The first year of my live I spent living with my student-parents in a large city.


My grandmother helped them with me often, as well as other members of the family, and many people who lived around, especially older neighbor-kids, who kept my carriage with them on the streets during the day.

Most of the girls who took care of me were about 10-13 years old at that time, and they were just hanging out with their boyfriends and other boys of the same age who lived nearby. Some of the boys were also close with my cousin of the same age.

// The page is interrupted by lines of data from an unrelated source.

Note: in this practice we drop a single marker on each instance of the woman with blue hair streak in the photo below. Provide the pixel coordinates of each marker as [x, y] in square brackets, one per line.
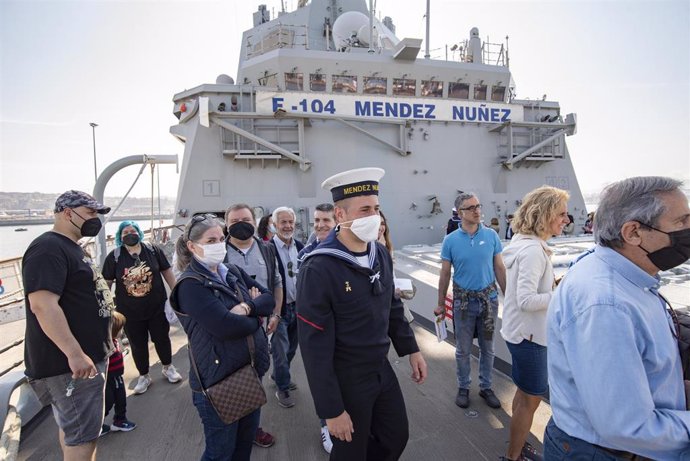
[138, 269]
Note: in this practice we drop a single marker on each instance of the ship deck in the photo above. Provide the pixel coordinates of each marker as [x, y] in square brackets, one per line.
[168, 426]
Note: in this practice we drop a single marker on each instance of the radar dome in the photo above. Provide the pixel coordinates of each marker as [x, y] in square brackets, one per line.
[348, 26]
[224, 79]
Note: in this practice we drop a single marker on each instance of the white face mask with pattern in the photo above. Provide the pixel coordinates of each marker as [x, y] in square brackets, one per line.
[366, 229]
[214, 253]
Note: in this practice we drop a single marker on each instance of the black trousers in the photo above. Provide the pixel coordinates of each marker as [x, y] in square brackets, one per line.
[377, 409]
[115, 394]
[138, 332]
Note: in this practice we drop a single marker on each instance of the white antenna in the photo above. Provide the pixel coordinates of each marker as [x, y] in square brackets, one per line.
[428, 24]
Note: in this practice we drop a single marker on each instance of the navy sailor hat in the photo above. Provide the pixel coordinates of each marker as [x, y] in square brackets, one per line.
[352, 183]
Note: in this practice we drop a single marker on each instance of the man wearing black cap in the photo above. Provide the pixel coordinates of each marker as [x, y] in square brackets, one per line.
[348, 316]
[68, 309]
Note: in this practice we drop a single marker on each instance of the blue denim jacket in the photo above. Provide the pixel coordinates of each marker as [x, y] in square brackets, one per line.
[615, 374]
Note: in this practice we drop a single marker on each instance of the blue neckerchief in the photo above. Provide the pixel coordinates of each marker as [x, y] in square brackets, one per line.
[331, 246]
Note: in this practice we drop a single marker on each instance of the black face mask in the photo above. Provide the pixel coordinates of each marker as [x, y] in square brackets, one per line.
[90, 227]
[674, 255]
[130, 239]
[241, 230]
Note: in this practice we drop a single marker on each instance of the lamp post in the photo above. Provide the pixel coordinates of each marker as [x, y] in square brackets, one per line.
[95, 170]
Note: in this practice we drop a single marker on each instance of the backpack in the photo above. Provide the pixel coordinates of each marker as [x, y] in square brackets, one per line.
[682, 323]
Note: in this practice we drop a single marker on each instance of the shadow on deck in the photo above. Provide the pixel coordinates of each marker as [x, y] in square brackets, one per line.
[168, 426]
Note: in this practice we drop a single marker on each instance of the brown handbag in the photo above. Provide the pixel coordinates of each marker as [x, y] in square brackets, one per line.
[238, 394]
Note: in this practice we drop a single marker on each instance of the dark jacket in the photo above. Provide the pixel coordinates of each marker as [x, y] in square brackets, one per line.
[268, 252]
[216, 336]
[281, 268]
[347, 318]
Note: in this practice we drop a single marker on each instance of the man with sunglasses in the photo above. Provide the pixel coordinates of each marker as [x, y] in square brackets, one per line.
[474, 251]
[68, 316]
[284, 340]
[615, 373]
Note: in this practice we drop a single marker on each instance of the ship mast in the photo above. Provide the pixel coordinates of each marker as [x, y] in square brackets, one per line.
[428, 23]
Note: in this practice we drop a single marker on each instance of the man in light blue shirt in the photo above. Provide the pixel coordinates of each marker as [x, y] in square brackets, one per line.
[615, 374]
[474, 252]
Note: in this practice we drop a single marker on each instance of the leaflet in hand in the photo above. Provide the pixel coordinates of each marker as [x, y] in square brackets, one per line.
[441, 331]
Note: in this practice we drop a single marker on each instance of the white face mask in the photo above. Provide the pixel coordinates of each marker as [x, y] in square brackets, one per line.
[366, 229]
[214, 253]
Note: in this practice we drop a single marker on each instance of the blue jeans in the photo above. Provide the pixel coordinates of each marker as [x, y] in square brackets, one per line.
[284, 347]
[558, 445]
[226, 442]
[465, 325]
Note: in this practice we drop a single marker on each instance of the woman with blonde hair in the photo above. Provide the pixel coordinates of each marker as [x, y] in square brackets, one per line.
[529, 285]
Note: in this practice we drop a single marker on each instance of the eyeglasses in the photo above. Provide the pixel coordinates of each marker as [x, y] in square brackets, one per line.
[197, 219]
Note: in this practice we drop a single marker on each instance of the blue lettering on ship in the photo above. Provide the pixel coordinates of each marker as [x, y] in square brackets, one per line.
[394, 109]
[480, 114]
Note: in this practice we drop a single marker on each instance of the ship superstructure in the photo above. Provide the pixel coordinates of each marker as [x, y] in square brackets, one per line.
[329, 87]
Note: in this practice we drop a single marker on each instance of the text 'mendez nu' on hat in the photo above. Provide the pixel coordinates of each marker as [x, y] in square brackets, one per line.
[353, 183]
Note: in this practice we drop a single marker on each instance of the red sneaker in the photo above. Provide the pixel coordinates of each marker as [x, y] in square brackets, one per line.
[263, 439]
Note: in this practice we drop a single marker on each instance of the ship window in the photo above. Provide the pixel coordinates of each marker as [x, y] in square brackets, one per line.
[498, 93]
[375, 85]
[317, 82]
[294, 81]
[459, 90]
[432, 89]
[344, 84]
[404, 87]
[480, 92]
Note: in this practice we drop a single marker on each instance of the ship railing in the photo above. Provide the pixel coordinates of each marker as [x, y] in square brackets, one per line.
[495, 54]
[276, 37]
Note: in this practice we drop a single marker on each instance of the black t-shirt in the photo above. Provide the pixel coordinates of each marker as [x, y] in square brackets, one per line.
[55, 263]
[139, 290]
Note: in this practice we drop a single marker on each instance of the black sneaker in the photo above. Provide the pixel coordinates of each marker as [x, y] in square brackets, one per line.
[463, 398]
[529, 453]
[490, 397]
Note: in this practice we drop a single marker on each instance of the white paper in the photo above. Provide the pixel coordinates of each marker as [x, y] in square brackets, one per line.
[441, 331]
[403, 284]
[203, 111]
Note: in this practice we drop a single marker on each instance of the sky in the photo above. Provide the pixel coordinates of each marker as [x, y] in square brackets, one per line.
[622, 66]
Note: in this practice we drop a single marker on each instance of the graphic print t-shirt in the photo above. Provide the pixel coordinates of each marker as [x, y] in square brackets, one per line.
[56, 264]
[139, 289]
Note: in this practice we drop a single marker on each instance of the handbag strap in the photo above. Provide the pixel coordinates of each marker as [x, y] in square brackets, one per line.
[250, 343]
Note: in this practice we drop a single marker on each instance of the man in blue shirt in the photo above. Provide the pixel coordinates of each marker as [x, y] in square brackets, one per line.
[615, 374]
[474, 251]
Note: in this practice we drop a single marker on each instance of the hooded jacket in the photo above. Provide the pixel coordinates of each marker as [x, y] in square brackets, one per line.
[529, 285]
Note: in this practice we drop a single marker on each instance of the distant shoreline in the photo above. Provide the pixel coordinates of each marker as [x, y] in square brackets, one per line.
[39, 221]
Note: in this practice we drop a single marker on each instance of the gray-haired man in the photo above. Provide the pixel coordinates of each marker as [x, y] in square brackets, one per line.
[615, 374]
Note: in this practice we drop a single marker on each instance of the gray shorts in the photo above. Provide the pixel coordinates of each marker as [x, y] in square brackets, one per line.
[80, 415]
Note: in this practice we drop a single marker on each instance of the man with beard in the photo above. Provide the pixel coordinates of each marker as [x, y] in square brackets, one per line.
[68, 313]
[348, 316]
[258, 260]
[284, 340]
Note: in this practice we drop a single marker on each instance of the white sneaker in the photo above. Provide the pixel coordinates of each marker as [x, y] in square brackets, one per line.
[143, 384]
[171, 373]
[326, 439]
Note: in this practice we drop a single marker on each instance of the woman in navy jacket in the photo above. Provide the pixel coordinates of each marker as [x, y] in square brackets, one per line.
[219, 306]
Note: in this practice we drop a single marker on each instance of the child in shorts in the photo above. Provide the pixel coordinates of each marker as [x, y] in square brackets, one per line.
[115, 393]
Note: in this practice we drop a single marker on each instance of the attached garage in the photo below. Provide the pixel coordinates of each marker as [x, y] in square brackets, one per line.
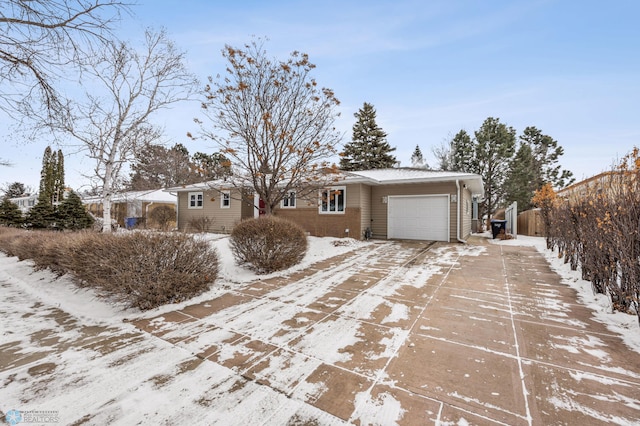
[418, 217]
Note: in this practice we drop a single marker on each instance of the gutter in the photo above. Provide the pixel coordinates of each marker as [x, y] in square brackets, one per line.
[460, 240]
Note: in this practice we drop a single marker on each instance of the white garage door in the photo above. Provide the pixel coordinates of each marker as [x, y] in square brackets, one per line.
[418, 217]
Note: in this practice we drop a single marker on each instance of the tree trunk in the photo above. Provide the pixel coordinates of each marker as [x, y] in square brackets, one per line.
[106, 198]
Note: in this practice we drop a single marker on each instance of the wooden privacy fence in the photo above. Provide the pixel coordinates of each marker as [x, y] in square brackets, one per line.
[530, 223]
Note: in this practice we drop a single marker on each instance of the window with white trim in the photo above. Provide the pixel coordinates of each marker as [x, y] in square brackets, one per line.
[225, 199]
[333, 200]
[289, 200]
[196, 200]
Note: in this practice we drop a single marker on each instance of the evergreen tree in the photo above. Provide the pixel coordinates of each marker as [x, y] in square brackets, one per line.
[368, 148]
[52, 177]
[462, 157]
[546, 152]
[15, 189]
[10, 214]
[47, 176]
[71, 214]
[58, 178]
[417, 160]
[495, 146]
[521, 183]
[42, 215]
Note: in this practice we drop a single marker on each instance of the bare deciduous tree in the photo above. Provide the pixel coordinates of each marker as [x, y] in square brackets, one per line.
[273, 121]
[128, 87]
[39, 41]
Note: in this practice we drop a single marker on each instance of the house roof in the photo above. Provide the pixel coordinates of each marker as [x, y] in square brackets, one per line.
[201, 186]
[149, 196]
[372, 177]
[396, 176]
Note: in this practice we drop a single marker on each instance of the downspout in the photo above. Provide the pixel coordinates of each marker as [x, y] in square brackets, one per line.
[177, 209]
[460, 240]
[146, 212]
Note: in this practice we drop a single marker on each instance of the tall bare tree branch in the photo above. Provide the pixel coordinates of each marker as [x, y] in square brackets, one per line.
[40, 40]
[127, 88]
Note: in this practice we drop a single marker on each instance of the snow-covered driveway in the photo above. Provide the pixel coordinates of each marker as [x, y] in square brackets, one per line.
[388, 333]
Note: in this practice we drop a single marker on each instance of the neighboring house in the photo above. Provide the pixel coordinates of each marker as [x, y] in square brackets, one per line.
[399, 203]
[25, 203]
[132, 207]
[599, 183]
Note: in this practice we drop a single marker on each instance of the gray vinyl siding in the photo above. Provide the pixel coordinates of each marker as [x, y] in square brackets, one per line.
[379, 208]
[466, 211]
[221, 220]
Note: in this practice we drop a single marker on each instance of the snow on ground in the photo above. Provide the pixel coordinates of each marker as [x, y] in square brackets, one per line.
[84, 303]
[624, 324]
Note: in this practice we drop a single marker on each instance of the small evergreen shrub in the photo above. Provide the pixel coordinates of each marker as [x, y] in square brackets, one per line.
[10, 214]
[72, 215]
[268, 243]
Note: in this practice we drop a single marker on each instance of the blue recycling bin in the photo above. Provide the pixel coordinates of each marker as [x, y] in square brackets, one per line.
[131, 222]
[496, 226]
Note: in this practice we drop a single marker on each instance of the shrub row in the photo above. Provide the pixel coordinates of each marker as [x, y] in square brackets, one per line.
[599, 231]
[142, 270]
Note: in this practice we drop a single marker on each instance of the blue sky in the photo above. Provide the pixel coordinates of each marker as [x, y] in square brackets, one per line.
[430, 68]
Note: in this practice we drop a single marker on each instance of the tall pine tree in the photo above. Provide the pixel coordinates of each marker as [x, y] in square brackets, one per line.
[52, 177]
[495, 146]
[521, 183]
[546, 152]
[417, 159]
[462, 154]
[43, 214]
[368, 148]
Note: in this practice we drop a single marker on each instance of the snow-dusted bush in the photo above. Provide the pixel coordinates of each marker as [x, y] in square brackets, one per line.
[143, 270]
[268, 243]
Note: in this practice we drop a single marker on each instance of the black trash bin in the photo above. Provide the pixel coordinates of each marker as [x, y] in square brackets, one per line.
[497, 225]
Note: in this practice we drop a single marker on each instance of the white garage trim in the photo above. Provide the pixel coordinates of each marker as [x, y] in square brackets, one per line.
[419, 217]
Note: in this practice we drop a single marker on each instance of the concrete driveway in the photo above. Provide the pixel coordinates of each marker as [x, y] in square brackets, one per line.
[397, 333]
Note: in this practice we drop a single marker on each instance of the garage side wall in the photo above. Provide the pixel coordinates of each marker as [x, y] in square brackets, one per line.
[466, 211]
[379, 222]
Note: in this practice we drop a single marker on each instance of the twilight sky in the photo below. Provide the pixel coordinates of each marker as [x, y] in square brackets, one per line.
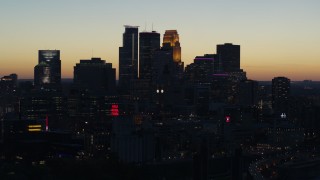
[277, 37]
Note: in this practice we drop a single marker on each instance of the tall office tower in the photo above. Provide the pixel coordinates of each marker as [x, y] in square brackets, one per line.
[202, 68]
[229, 57]
[248, 93]
[280, 95]
[149, 43]
[172, 37]
[48, 70]
[128, 58]
[95, 74]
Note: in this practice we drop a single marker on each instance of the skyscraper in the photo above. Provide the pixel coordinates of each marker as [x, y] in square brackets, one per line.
[149, 43]
[172, 37]
[128, 58]
[48, 70]
[229, 57]
[95, 74]
[280, 95]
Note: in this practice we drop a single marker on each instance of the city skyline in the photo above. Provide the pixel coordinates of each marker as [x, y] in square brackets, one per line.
[276, 38]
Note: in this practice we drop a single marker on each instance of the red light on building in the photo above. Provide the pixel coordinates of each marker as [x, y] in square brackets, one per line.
[227, 119]
[114, 110]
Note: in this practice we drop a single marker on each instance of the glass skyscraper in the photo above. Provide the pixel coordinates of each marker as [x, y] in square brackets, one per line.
[149, 43]
[128, 58]
[48, 69]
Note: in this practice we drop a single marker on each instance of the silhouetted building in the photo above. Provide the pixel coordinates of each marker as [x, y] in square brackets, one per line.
[48, 70]
[8, 94]
[202, 68]
[229, 57]
[280, 95]
[172, 37]
[149, 43]
[128, 58]
[248, 93]
[95, 74]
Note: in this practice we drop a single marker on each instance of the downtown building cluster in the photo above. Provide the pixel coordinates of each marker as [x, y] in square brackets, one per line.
[159, 111]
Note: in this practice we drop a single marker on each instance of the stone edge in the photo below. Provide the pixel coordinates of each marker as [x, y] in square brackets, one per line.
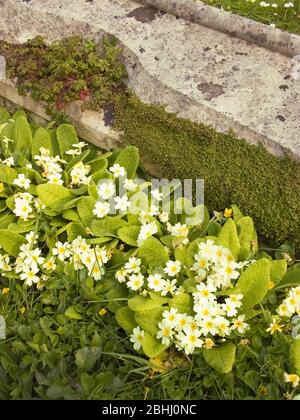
[90, 125]
[234, 25]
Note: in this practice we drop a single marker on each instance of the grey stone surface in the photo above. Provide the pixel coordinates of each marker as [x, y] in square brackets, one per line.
[198, 72]
[233, 25]
[2, 67]
[90, 125]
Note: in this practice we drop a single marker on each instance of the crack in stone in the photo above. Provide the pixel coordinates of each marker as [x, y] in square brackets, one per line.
[211, 90]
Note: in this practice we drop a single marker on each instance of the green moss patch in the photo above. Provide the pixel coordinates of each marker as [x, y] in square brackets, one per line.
[234, 171]
[264, 186]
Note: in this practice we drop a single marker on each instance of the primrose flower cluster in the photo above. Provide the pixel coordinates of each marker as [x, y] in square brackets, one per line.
[215, 270]
[291, 305]
[34, 268]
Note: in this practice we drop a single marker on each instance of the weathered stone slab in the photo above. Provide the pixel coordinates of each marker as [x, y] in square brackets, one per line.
[90, 125]
[233, 25]
[198, 72]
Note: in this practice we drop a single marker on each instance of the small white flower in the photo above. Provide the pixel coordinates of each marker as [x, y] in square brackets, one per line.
[130, 185]
[157, 195]
[121, 275]
[122, 203]
[9, 161]
[80, 145]
[101, 209]
[22, 208]
[133, 265]
[49, 264]
[146, 231]
[156, 282]
[165, 332]
[169, 287]
[239, 324]
[55, 178]
[73, 152]
[106, 190]
[172, 268]
[22, 182]
[117, 170]
[62, 250]
[164, 217]
[29, 275]
[137, 338]
[292, 378]
[135, 281]
[229, 308]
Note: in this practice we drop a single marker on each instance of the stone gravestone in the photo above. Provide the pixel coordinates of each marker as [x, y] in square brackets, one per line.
[2, 67]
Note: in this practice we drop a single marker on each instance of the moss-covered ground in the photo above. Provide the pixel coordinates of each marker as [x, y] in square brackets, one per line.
[264, 186]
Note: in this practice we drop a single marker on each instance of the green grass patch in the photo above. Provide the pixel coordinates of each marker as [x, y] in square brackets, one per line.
[234, 171]
[269, 12]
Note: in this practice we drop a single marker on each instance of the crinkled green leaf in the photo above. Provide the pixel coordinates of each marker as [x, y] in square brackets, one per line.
[85, 209]
[254, 283]
[11, 242]
[129, 159]
[141, 304]
[248, 238]
[221, 358]
[183, 303]
[125, 318]
[278, 270]
[129, 234]
[54, 196]
[7, 174]
[66, 136]
[148, 320]
[153, 253]
[72, 313]
[295, 355]
[75, 229]
[151, 346]
[41, 138]
[107, 226]
[22, 136]
[229, 239]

All these teenage kids took care of me while my parent were in their universities, and my grandparents, ants and uncles were working. They remained very close to me for the rest of my childhood, even though I spend only my summers in their company. I experienced life with them way ahead my own time, they took me to cool hangout places, and only they gave me the loving making fun of and acceptance. These teenagers formed my ideal of people I wanted to be with for the rest of my life: older and smarter than me, but still full of desire, wild energy, and playfulness.

From all this I was separated at age one. According to modern science, the style of attachment is set for life by that age. So as soon my brain had settled down for life, at least with the way I relate to people, I was put into entirely different environment, with nobody of the people I knew present, and in significant isolation.

I know only a few related to me stories of that time from the family members:

  • My father told me that only he responded to my crying at night.
  • I refused to eat normal food as a baby. One of the doctors volunteered to teach me a lesson and took me for a couple of days to force-feed me Semolina porridge or starve me into submission. All I know, she did not succeed: I would not swallow. All I know, I never could stand the smell of "cream of wheat" (farina)  ever after.
  • Once, as soon as I started walking,  they left me in a room alone, and I covered all the surfaces I could reach, including the floor, with unfolded white paper napkins. My grandmother used to laugh about my delighted face for many years to come.
The first year of my life.

Author

Lena Nechet, artist - Fine art, media productions, language.